Tras arrojar piedras y quebrar vidrios de los grandes ventanales del edificio de seis pisos del TSE, quemar neumáticos y cerrar la calle aledaña durante seis horas, los manifestantes se alejaron del lugar gritando la consigna: "este movimiento no se detendrá y el que se le oponga se le aplastará". El momento fue aprovechado para que más de 150 empleados del tribunal abandonaran el local.
En la zona noroccidental hondureña hay manifestaciones similares en el parque arqueológico de Copán Ruinas y el peaje de Puerto Cortés donde centenares de protestantes hacen un paro como represaria de la decisión del TSE.
"Pero la lucha empieza porque el TSE ha dado una puñalada trapera a la democracia", dijo Santos en rueda de prensa. "Y eso es así porque no daremos marcha atrás hasta que rectifiquen los enemigos de la democracia".
El presidente del TSE, Augusto Aguilar, dijo a la AP que "las aspiraciones de Santos violan la Constitución y él debe acudir a la Corte Suprema de Justicia si se considera afectado". La decisión de inhabilitar a Santos la apoyó Aguilar y el representante en el TSE del Partido Demócrata Cristiano, Saúl Escobar. Sólo la apoyó el representante del opositor Partido Nacional, Jacobo Hernández.
El resultado de la votación fue de 2-1. El artículo 239 de la ley fundamental establece que el ciudadano que haya desempeñado la titularidad del Poder Ejecutivo no puede aspirar a ser presidente o vicepresidente en una próxima consulta popular.

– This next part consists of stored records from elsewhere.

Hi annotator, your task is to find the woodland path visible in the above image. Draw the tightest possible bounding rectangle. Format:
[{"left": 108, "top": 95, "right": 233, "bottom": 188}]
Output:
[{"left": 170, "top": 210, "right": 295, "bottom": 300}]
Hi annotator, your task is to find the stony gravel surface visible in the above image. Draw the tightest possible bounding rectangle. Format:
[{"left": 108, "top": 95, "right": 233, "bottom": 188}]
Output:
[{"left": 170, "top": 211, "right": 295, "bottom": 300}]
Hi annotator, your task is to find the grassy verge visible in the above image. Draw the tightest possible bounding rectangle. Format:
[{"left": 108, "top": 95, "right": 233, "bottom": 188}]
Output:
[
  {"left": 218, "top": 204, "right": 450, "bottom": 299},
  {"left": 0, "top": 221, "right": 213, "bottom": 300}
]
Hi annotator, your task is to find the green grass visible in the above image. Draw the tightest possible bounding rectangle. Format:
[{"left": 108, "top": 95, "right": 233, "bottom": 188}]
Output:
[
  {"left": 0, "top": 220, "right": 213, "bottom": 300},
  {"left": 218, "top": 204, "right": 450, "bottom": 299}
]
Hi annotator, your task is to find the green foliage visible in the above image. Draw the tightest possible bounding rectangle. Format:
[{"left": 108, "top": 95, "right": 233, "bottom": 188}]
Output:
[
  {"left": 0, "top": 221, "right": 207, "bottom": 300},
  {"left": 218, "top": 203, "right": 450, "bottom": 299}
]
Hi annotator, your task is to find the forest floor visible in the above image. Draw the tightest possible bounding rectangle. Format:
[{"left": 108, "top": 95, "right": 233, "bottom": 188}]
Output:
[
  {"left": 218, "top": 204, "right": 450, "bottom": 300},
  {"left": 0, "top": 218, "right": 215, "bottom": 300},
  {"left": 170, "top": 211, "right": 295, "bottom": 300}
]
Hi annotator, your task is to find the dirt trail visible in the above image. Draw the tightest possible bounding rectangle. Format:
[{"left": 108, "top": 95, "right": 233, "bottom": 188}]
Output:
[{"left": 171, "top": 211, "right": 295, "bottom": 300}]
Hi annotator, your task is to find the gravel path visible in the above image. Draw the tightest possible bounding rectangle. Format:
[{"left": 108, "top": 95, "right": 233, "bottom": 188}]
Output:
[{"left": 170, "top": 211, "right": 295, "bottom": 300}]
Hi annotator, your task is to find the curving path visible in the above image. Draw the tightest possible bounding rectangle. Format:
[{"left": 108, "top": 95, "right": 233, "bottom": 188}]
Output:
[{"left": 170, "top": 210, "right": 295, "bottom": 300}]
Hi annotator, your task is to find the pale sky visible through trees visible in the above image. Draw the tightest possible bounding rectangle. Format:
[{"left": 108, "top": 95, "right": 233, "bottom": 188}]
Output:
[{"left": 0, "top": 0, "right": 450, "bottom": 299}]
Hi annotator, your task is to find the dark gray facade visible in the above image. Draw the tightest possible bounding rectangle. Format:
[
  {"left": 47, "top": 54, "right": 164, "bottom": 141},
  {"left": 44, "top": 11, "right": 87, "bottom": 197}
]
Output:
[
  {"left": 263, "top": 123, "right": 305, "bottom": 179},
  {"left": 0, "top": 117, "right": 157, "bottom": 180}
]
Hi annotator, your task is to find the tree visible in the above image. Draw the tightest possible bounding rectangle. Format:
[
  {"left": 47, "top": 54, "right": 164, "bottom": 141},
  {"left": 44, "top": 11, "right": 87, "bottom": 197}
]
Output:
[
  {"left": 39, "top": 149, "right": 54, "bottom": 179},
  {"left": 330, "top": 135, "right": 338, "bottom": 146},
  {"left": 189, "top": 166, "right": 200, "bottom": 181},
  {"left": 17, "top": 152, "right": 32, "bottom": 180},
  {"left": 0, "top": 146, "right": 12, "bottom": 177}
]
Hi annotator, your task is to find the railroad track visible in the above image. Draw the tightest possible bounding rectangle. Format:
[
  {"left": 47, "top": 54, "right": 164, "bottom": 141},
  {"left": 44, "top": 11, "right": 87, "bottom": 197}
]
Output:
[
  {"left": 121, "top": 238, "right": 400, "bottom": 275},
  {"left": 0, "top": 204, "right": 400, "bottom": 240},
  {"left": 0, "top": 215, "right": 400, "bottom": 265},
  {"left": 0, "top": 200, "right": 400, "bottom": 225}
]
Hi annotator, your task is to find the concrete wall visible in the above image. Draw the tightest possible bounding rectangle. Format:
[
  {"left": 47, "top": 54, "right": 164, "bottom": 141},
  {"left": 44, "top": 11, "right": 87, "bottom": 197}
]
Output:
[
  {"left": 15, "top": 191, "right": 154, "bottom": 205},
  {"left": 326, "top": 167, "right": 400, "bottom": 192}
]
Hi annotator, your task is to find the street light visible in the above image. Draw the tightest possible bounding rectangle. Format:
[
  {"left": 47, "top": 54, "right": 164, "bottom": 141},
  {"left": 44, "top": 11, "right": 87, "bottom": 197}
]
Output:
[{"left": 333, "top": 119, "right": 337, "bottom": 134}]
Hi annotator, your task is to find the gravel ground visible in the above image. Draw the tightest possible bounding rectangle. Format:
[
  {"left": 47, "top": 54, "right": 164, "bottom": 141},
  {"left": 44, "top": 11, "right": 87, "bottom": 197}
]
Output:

Y el 240 indica que no puede ser elegido presidente el funcionario públicos que haya ejercido esas funciones durante los seis meses antes a la fecha de la elección.

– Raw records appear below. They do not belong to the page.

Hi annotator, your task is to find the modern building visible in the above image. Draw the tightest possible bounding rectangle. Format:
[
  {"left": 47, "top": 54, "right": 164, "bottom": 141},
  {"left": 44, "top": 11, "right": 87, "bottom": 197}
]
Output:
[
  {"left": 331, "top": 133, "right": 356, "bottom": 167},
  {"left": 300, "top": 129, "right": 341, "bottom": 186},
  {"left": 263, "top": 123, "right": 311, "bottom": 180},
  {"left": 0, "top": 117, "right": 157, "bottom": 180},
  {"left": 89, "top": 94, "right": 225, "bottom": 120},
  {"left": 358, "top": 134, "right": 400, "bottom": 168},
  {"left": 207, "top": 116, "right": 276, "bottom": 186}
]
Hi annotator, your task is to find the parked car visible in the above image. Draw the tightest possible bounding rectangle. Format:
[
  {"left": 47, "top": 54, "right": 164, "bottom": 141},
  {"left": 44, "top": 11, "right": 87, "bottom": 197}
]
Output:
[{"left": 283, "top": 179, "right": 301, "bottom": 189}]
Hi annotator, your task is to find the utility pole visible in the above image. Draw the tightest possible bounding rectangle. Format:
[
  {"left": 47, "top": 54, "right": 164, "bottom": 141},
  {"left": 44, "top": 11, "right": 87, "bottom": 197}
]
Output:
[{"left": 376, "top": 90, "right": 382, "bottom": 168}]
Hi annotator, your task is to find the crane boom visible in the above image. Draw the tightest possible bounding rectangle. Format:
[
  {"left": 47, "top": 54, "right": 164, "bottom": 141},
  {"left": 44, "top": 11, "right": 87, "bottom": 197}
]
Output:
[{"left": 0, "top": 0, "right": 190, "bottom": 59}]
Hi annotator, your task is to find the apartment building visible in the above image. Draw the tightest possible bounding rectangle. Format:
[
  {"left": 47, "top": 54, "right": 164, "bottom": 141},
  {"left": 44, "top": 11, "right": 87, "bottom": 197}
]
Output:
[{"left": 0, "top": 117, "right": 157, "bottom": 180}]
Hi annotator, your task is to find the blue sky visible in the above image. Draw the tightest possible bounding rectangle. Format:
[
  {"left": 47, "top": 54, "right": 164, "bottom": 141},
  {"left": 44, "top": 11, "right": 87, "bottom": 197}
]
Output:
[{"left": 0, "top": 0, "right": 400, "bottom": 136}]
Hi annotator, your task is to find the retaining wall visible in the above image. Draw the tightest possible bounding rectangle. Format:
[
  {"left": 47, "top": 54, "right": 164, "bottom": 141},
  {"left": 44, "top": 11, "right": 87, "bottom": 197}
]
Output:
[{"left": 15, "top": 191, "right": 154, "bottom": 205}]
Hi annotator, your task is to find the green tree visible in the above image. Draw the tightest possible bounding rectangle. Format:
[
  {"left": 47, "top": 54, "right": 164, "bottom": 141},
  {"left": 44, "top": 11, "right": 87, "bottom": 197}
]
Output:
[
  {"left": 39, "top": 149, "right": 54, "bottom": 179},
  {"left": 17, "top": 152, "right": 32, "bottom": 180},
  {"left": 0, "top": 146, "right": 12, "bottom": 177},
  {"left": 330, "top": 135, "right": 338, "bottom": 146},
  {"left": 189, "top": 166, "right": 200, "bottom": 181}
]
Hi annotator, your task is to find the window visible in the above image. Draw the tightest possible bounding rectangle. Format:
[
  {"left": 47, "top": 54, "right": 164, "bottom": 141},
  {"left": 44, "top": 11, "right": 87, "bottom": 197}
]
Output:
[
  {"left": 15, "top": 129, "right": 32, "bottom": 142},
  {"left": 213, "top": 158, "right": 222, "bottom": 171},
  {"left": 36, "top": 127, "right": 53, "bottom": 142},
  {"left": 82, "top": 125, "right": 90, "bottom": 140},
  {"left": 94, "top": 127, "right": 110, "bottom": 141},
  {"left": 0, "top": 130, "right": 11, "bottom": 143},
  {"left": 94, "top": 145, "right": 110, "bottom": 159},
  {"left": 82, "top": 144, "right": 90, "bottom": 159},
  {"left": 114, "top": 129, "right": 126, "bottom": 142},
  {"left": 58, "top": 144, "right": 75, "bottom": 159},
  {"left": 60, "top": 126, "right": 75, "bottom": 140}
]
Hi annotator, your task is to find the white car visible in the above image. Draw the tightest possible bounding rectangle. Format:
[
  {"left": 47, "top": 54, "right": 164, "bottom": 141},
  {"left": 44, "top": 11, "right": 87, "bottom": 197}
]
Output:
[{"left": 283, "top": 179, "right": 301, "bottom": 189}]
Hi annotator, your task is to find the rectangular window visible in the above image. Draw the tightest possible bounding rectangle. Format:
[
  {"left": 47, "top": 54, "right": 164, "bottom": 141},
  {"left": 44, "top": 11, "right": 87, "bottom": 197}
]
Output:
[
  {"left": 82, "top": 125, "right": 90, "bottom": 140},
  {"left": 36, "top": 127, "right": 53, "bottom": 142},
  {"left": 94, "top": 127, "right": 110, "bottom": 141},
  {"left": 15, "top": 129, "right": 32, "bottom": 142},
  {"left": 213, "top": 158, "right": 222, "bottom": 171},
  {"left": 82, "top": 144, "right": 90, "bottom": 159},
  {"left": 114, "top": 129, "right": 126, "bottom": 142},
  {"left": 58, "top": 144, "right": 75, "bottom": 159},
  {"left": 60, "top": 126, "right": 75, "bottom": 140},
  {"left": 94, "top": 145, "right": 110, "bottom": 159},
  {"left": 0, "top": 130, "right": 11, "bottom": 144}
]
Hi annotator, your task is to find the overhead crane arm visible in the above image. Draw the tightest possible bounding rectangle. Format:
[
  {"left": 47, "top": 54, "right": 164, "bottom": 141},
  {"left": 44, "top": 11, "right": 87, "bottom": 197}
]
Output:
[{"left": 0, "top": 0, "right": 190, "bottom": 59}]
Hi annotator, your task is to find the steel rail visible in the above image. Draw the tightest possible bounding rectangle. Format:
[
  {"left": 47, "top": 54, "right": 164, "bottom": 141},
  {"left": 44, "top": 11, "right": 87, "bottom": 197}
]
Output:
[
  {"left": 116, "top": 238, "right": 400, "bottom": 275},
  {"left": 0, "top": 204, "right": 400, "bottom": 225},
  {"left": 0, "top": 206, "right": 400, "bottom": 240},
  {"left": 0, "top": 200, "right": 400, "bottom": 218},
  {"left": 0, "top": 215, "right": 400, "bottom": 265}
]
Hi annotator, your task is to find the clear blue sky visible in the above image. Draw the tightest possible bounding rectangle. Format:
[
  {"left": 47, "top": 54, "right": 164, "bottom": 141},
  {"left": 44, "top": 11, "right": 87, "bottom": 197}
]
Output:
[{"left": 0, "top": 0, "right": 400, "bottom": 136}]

Señala que los contraventores de la ley deben cesar de inmediato en sus cargos y los inhabilita por diez años a el ejercer cualquier función estatal.

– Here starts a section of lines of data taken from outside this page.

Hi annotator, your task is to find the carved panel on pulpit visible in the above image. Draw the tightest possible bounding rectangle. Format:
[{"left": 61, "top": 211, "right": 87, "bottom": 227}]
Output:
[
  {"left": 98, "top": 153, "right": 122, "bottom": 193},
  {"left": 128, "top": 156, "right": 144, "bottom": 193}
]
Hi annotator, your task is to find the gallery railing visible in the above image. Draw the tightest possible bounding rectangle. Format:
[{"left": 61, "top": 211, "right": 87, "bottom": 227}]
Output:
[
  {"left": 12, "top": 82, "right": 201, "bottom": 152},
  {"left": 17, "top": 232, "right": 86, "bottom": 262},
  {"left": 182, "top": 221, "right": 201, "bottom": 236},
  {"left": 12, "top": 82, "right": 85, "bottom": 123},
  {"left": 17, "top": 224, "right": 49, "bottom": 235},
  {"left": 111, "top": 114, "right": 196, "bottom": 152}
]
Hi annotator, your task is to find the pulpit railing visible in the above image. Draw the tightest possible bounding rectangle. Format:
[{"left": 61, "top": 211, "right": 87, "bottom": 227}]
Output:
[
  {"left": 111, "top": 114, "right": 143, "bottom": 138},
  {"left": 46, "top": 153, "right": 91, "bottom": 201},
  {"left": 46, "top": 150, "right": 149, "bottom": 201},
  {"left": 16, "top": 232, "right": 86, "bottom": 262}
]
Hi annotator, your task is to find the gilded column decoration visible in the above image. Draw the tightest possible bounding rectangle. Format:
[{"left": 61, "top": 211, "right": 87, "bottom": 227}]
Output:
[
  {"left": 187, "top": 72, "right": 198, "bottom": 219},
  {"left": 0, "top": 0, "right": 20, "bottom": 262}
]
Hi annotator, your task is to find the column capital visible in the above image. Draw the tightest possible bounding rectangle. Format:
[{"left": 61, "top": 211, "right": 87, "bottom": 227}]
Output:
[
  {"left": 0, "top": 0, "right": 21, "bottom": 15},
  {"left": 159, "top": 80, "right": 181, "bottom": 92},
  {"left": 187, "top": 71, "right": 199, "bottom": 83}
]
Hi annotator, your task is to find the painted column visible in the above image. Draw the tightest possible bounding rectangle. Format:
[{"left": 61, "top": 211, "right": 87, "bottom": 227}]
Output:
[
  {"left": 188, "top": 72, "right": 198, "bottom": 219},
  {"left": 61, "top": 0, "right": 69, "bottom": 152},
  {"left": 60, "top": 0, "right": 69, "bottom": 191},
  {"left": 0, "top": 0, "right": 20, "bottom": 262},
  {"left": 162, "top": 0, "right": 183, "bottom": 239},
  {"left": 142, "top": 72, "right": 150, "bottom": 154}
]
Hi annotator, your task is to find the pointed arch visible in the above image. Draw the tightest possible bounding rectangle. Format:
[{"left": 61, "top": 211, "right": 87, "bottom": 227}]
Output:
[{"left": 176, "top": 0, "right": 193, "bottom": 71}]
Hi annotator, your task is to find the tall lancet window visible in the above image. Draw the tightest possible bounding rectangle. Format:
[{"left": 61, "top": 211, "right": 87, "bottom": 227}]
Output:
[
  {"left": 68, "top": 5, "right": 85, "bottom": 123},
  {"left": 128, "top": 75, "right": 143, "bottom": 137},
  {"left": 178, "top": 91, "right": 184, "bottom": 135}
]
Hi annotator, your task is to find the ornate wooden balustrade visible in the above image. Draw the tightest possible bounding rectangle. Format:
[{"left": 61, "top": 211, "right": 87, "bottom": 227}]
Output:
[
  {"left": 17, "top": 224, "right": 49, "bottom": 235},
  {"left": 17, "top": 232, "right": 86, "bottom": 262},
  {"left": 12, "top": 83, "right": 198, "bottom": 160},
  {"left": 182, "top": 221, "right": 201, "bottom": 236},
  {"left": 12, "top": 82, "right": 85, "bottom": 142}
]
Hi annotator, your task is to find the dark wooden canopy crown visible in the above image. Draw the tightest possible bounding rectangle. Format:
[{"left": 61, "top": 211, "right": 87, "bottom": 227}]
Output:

El TSE definió a la medianoche del domingo la inscripción de 3.892 puestos populares en disputa para presidente, vicepresidente, 256 congresistas, 40 diputados al Parlamento Centroamericano con sede en Guatemala, 298 alcaldes, 298 vicealcaldes y más de 3.000 concejales municipales.
En la contienda participan alrededor de 65.000 aspirantes de 13 corrientes de los dos partidos tradicionales de Honduras: Nacional, en la oposición, y Liberal, en el gobierno, que se disputan el poder desde hace más de un siglo. Ellos desean ser escogidos a un cargo en las elecciones generales de noviembre del 2009.
Unos 3,4 millones de hondureños cumplen los requisitos para votar en las primarias, según el TSE, en las que no participan los partidos Innovación y Unidad, de tendencia socialdemócrata, e Unificación Democrática, izquierdista, que han anunciado que elegirán sus candidatos en asambleas internas.
El Liberal aglutina a cinco movimientos y el Nacional a seis. El minoritario Democracia Cristiana, de centroizquierda, posee dos corrientes.Los principales aspirantes a la presidencia son el también presidente del Congreso, Roberto Micheletti, del Liberal, y Porfirio Lobo Sosa, del Nacional. Lobo Sosa fue derrotado por actual presidente liberal Manuel Zelaya en los comicios de 2005.